We could still do more. The first thing is to get people to self-isolate. Without self-isolation testing is pointless. Therefore, it’s a matter of offering practical support to self-isolate. That’s a key issue.

Secondly, the way in which we have been thinking about lockdown restrictions is unhelpful as lockdown implies people have done something wrong.

We should think more in terms of support measures in areas where there are outbreaks, so that people can endure restrictions.

There was controversy about local restrictions not because people were against them, but because they saw them as punitive and there wasn’t support to help them go along with them.
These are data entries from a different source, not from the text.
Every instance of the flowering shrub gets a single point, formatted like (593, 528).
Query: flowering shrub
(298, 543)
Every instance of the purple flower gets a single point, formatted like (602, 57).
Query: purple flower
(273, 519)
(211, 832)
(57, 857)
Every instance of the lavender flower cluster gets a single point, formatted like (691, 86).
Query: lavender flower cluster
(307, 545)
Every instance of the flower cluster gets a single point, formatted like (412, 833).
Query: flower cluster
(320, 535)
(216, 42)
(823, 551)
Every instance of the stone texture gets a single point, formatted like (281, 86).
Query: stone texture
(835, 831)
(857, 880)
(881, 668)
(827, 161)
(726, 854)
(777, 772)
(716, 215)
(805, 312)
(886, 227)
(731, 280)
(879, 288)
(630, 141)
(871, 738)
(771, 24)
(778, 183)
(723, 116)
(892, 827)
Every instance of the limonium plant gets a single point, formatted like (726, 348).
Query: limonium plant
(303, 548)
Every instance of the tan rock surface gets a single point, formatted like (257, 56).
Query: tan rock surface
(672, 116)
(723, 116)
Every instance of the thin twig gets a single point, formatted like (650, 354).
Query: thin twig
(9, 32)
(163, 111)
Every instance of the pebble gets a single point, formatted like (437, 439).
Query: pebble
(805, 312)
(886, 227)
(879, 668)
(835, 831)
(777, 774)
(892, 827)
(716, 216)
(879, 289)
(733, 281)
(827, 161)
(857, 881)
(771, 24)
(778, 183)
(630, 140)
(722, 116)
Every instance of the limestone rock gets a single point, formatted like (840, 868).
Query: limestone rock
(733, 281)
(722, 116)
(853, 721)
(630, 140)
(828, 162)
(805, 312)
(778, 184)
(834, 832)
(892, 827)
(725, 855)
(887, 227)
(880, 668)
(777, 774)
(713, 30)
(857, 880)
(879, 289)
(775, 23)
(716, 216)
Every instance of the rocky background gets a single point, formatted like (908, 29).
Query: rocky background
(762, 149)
Scotland’s poor health made more people vulnerable

Linda Bauld

Professor of public health at University of Edinburgh

We had deprioritised and disinvested in public health for some time and we were just not ready for a pandemic.

In Scotland, public health is part of the NHS but it sits as departments. They are really quite small teams.

We did not have a contact tracing infrastructure ready to go. We did not recognise that we would need a testing infrastructure early enough.

Linda Bauld

We have deprioritised public health generally, compared to nice hospital equipment and hospital buildings.

We have also learned that we have a population that is vulnerable because of lots of chronic disease such as cancer, heart disease, diabetes.

There is speculation that one of the reasons the UK’s excess mortality is so high compared to our European neighbours is because of non-communicable diseases.

We just have poor health in this country, particularly in Scotland.

In future, communicable diseases such as Covid and non-communicable diseases need to be regarded as equally important.